In South Africa, FC Rosengård has run the Football for Life center for girls since 2008, educating them to be football players, coaches and referees.

In Malmö, FC Rosengård has helped over 7,000 people since 2003 in the program Boost by FC Rosengård. The club has employed teachers, work counsellors and personnel to guide young unemployed people to work, studies and/or better health. The club is running a project for the European Social Fund.

Every week, the club reads to 350 children between 5 and 10 years of age before practice. The club visits kindergartens in the area of Rosengård in Malmö, where most people do not speak Swedish at home. Through the club, the children improve their vocabulary, which strengthens their chances of academic success in school.

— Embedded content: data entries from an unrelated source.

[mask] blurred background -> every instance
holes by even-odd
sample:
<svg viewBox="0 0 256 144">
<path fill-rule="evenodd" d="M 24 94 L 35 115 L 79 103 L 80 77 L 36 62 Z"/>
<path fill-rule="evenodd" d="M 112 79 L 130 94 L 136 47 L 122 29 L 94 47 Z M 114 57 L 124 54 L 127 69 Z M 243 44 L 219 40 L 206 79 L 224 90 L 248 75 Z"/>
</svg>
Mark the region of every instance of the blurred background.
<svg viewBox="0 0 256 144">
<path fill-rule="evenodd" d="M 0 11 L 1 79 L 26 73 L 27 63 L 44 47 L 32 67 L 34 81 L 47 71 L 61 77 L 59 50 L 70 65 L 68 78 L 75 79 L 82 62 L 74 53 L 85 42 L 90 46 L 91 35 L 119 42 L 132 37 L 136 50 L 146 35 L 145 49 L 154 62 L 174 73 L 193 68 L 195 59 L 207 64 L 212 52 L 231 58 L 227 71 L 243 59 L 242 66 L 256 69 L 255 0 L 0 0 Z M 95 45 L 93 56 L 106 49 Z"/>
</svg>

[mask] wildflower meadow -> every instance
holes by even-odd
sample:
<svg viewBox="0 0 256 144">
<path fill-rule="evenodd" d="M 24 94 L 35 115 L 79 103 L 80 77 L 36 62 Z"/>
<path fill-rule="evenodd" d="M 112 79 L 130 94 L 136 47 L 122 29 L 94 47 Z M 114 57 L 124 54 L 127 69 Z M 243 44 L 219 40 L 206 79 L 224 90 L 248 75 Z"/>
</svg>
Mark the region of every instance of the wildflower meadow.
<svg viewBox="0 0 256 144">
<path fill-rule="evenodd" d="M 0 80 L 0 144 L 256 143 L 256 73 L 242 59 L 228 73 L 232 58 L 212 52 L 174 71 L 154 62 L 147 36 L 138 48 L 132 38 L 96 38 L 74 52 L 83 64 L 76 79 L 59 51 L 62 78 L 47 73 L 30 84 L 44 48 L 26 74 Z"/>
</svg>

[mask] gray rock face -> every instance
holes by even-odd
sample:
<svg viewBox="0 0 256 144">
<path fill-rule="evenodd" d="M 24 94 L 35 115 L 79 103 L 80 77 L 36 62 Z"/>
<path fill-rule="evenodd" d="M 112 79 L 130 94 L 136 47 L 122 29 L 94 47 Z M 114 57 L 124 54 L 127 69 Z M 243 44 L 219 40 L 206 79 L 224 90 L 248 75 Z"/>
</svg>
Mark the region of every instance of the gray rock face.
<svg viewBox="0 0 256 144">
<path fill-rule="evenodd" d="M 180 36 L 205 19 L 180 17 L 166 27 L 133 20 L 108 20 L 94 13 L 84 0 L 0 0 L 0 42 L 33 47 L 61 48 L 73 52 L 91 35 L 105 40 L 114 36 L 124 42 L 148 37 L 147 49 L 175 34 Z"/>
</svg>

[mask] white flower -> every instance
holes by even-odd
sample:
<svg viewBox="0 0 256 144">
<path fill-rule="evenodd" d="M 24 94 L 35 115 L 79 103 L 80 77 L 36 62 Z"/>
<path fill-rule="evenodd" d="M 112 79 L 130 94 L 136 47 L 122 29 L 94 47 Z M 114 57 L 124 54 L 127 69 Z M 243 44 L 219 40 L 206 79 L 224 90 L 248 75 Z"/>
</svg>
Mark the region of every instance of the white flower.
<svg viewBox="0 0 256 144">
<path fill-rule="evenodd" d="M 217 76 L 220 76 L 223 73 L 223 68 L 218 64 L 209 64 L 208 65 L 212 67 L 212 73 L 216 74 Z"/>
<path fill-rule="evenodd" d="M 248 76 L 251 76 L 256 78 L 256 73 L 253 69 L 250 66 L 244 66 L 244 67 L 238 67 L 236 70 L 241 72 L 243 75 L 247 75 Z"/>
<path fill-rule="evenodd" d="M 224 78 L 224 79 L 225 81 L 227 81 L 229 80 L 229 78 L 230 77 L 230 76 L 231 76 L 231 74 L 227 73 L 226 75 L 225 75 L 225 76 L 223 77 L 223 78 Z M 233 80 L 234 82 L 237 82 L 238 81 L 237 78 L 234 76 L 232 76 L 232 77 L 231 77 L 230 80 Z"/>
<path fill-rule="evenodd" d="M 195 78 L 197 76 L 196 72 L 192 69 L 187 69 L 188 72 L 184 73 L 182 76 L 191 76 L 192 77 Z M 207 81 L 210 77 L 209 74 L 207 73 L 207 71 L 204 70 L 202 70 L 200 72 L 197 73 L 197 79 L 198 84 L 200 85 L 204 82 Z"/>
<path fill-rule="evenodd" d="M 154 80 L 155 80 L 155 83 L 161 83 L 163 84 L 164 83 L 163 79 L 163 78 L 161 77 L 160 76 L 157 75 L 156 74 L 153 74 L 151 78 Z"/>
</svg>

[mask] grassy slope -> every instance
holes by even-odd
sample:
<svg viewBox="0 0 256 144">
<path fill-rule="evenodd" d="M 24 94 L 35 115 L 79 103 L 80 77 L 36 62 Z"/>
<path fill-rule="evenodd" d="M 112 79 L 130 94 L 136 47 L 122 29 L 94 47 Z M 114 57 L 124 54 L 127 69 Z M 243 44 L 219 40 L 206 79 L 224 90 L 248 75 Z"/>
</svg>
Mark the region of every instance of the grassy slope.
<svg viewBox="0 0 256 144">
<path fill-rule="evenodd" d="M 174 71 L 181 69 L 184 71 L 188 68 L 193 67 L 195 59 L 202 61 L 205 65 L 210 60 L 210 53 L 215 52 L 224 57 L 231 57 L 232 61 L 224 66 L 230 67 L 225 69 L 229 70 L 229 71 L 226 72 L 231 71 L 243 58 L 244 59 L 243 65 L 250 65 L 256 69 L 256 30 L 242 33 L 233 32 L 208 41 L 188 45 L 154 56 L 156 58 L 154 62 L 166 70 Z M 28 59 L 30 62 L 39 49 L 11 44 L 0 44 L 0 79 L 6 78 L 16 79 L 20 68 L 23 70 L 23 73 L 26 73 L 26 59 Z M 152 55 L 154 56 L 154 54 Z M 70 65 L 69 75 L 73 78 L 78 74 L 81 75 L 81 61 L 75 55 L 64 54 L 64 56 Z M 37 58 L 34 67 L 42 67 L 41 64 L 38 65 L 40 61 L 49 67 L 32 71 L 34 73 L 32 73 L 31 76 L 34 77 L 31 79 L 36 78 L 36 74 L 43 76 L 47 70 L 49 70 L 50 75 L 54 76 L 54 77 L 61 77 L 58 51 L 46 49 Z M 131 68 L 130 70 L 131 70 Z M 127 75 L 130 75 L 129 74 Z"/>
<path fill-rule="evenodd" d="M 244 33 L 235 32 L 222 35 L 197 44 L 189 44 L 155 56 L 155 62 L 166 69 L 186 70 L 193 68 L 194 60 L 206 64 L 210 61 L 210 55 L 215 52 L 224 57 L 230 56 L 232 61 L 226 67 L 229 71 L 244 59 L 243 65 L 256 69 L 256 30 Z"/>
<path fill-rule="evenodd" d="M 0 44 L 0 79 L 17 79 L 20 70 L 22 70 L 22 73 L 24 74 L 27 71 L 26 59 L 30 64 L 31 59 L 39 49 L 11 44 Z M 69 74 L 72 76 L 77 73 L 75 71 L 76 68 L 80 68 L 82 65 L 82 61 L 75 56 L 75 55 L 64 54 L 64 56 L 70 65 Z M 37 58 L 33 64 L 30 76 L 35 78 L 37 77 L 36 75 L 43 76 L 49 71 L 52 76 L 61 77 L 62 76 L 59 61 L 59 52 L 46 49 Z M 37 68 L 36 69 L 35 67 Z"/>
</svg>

In the project Move, financed by the Municipality of Malmö and sponsor Novo Nordisk, the club fights type 2 diabetes in socioeconomically challenged areas in Malmö. Nutrition, football, awareness and knowledge are spread to parents and children, in cooperation with health agencies and nurses.